Doubtless something happened to the queen before her first brood was hatched. A greedy bird may have swallowed her, a boy may have killed her, she may have fallen into the water and been drowned, or there may have come a cold, rainy spell to which she succumbed, for wasps are delicate creatures and perish in large numbers during a bad season. Indeed, they are more dependent upon fair weather for their success in life than are many less hardy-looking animals.

Even where the brood has begun to hatch, if the queen is lost the workers soon abandon the nest.

Wasps can often be watched at work on the outer covering of the nest.

To pursue this particular line of observation, it is well to select a cold and cloudy day, as the wasps are then not so easily excited.

Dr. Ormerod, who spent a great deal of time studying wasps, has well described the method of nest-building as follows:

“When a wasp came home laden with building materials, she did not immediately apply these, but flew into the nest for about half a minute, for what purpose I could not ascertain. Then emerging she promptly set to work. Mounting astride on the edge of one of the covering sheets, she pressed her pellet firmly down with her fore-legs till it adhered to the edge, and walking backwards, continued this same process of pressing and kneading till the pellet was used up, and her track was marked by a short dark cord lying along the thin edge to which she fastened it. Then she ran forwards, and, as she returned again backwards, over the same ground, she drew the cord through her mandibles, repeating this process two or three times till it was flattened out into a little strip or ribbon of paper, which only needed drying to be indistinguishable from the rest of the sheet to which it had been attached.”

Dr. Ormerod also discovered that each wasp has not a place of her own at which to work, but that all work anywhere and anyhow, as bees build their combs. They know what the final result is to be, and all work towards that without finishing individual parts as they go along.

The variegated appearance of many nests is doubtless due to the fact that different wasps bring in materials of different colours and apply them indiscriminately.

Dr. Ormerod is of the opinion that only young wasps build, and this seems probable, as the secretion necessary to form the paper would be most abundant in young insects, just as with bees the younger ones perform the office of nurses, and supply the food partly digested by themselves to the larvae.

Young wasps are larger than old ones, and their wings are not tattered, and it was such only that Dr. Ormerod saw at work on the nest.

The old wasps find work enough in providing insects for the many hungry larvae. A flourishing wasp's-nest is a scene of constant building up and tearing down.

No sooner is the outer covering completed than the combs have to be enlarged and new tiers of them added.

This enlarging is done by gnawing away the walls from the inside, and adding layers on the outside. Thus the space within is increased without exposing the combs.

There is never any connection between the walls of the cells and the combs.

The combs are suspended from supports above, and hang free in the space formed by the enclosing walls.

When a comb has reached a certain size the wasps do not continue to enlarge it, but suspend another comb below it, fastening the new structure to the old by a stout paper-pillar support in the centre, and this is often reinforced by a number of side supports.

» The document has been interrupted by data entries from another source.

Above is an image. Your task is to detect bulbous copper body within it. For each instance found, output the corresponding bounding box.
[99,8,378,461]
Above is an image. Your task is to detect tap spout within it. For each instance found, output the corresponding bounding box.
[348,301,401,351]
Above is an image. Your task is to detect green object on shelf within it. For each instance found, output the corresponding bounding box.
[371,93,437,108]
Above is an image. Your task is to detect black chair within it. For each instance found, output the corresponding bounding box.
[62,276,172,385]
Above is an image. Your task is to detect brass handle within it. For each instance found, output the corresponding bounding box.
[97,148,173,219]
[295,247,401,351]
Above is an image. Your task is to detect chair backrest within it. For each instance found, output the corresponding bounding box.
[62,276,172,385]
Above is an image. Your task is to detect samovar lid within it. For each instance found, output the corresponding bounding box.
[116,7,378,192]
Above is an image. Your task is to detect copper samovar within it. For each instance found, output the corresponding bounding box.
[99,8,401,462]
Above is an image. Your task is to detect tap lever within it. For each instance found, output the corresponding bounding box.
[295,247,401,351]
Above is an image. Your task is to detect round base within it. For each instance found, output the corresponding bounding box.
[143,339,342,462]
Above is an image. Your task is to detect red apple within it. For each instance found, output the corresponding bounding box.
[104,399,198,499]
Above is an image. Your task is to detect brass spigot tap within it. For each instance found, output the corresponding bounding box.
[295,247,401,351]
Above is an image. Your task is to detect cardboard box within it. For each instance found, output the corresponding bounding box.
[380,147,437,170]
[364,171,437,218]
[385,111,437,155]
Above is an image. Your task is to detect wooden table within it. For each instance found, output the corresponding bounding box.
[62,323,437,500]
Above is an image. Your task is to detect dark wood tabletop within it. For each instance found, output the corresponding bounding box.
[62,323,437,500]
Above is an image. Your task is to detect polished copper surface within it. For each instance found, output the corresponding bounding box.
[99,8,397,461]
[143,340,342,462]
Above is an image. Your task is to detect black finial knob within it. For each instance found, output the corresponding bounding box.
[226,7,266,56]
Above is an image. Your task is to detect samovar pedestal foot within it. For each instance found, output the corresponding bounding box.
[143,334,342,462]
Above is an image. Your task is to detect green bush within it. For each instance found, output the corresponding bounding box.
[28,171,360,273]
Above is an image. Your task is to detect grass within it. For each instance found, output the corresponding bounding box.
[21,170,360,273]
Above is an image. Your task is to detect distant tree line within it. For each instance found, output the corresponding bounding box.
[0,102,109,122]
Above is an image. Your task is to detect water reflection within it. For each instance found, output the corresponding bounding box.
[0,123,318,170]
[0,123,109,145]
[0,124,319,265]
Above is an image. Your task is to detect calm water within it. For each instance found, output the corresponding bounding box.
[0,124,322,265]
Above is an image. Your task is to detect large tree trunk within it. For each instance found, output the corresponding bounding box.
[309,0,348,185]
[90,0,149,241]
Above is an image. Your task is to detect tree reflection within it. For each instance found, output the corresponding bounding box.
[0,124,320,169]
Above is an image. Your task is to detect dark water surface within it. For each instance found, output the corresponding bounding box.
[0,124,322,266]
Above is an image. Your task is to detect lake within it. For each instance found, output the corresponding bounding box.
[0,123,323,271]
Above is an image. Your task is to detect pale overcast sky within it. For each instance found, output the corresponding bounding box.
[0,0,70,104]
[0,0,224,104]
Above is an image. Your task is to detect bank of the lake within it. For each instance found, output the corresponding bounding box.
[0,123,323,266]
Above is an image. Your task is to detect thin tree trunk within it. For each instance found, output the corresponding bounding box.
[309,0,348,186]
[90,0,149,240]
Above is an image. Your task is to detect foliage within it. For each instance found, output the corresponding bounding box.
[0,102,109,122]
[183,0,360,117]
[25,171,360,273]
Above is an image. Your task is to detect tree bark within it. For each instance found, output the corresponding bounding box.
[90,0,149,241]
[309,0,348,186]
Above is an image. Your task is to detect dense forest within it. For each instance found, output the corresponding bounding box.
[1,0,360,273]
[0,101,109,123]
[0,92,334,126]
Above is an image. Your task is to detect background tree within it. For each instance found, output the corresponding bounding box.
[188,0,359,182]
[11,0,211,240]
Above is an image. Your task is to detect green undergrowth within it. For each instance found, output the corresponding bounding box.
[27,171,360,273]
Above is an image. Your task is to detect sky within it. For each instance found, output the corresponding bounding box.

The wasps use the roof of the new comb as a floor to the space above, and indeed a wasp's-nest is but a series of floors, or stages, suspended one below another, each floor having attached to its under side a large number of cells opening mouth down.

The same cells are generally used two or three times, for as soon as one brood is hatched the cells are cleaned and put in repair by the workers and more eggs are laid in them by the queen.

The first cells built are smaller than those in the later combs. As the colony prospers, it becomes generous in its treatment of the new members. The cells built by the many industrious workers are larger, and their well-fed occupants are also larger; indeed towards the end of the season there sometimes come forth large and portly workers that approximate the queen in size.